I've been reading a research paper, and I'm interested in generalizing a certain theorem but I can't seem to understand how the following results are derived:
$$\sum_{i=1}^{n}\sum_{j\neq i}^n \frac{1}{z_i-z_j}=0$$ $$\sum_{i=1}^{n}\sum_{j\neq i}^n \frac{z_i}{z_i-z_j}=\frac{1}{2}n(n-1)$$ $$\sum_{i=1}^{n}\sum_{j\neq i}^n \frac{z_i^2}{z_i-z_j}=(n-1)\sum_{i=1}^n z_i$$ $$\sum_{i=1}^{n}\sum_{j\neq i}^n \frac{z_i^3}{z_i-z_j}=(n-1)\sum_{i=1}^n z_i^2 + \sum_{i<j}^n z_i z_j$$
On
I assume the $z_i$ are distinct, let us say they are independent indeterminates.
Then the first identity appears to be simple, as a particular summand appears once as $\dfrac{1}{z_a - z_b}$ (for $i = a$ and $j = b$) and another time as $\dfrac{1}{z_b - z_a}$ (for $i = b$ and $j = a$), so the two cancel out.
In the second one if you fix two distinct indices $a$ and $b$, with $a < b$, you will have two terms $$ \frac{z_a}{z_a-z_b} + \frac{z_b}{z_b-z_a} = 1, $$ and there are $\dbinom{n}{2}$ such pairs $a, b$.

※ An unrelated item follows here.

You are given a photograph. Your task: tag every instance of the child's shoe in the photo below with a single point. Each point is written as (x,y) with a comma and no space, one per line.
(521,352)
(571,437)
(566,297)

As to the third one, the two relevant terms here are $$ \frac{z_a^2}{z_a-z_b} + \frac{z_b^2}{z_b-z_a} = \frac{z_a^2-z_b^2}{z_a-z_b} = z_a + z_b, $$ so you see that for a fixed $a$ you get a term $z_a$ for each of the $n-1$ elements $b \in \{ 1, \dots, n\} \setminus \{ a\}$.
The pattern should now be clear also for the last equality.
The general formula for $k \ge 2$ should be $$\sum_{i=1}^{n}\sum_{j\neq i}^n \frac{z_i^k}{z_i-z_j}=(n-1)\sum_{i=1}^n z_i^{k-1} + \sum_{i < j}\sum_{s=1}^{k-1} z_i^s z_j^{k-1-s}$$
On
Let $$S_2=\sum_{i=1}^{n}\sum_{j\neq i}^n \frac{z_i}{z_i-z_j}.$$ Then $$ S_2=\sum_{i=1}^{n}\sum_{j\neq i}^n \frac{(z_i-z_j)+z_j}{z_i-z_j}=\sum_{i=1}^{n}\sum_{j\neq i}^n \left(1+\frac{z_j}{z_i-z_j} \right)=\sum_{i=1}^{n}\sum_{j\neq i}^n 1+\sum_{i=1}^{n}\sum_{j\neq i}^n \frac{z_j}{z_i-z_j}=\\ \sum_{i=1}^{n}\sum_{j\neq i}^n 1-\sum_{i=1}^{n}\sum_{j\neq i}^n \frac{z_i}{z_i-z_j}=n(n-1)-S_2. $$ Thus $$ S_2=\frac{n(n-1)}{2}. $$
Let $$S_3=\sum_{i=1}^{n}\sum_{j\neq i}^n \frac{z_i^2}{z_i-z_j}.$$ Then $$ S_3=\sum_{i=1}^{n}\sum_{j\neq i}^n \frac{(z_i^2-z_j^2)+z_j^2}{z_i-z_j}=\sum_{i=1}^{n}\sum_{j\neq i}^n \left(\frac{z_i^2-z_j^2}{z_i-z_j} +\frac{z_j^2}{z_i-z_j}\right)=\\ \sum_{i=1}^{n}\sum_{j\neq i}^n(z_i+z_j)-\sum_{i=1}^{n}\sum_{j\neq i}^n\frac{z_j^2}{z_j-z_i}=2(n-1)\sum_i^n z_i-S_3. $$ Thus $$ S_3=(n-1)\sum_{i=1}^n z_i. $$
Just note that each term $$ \frac{1}{z_i-z_j} $$ appears twice, the second time with opposite sign, and hence their sum is zero.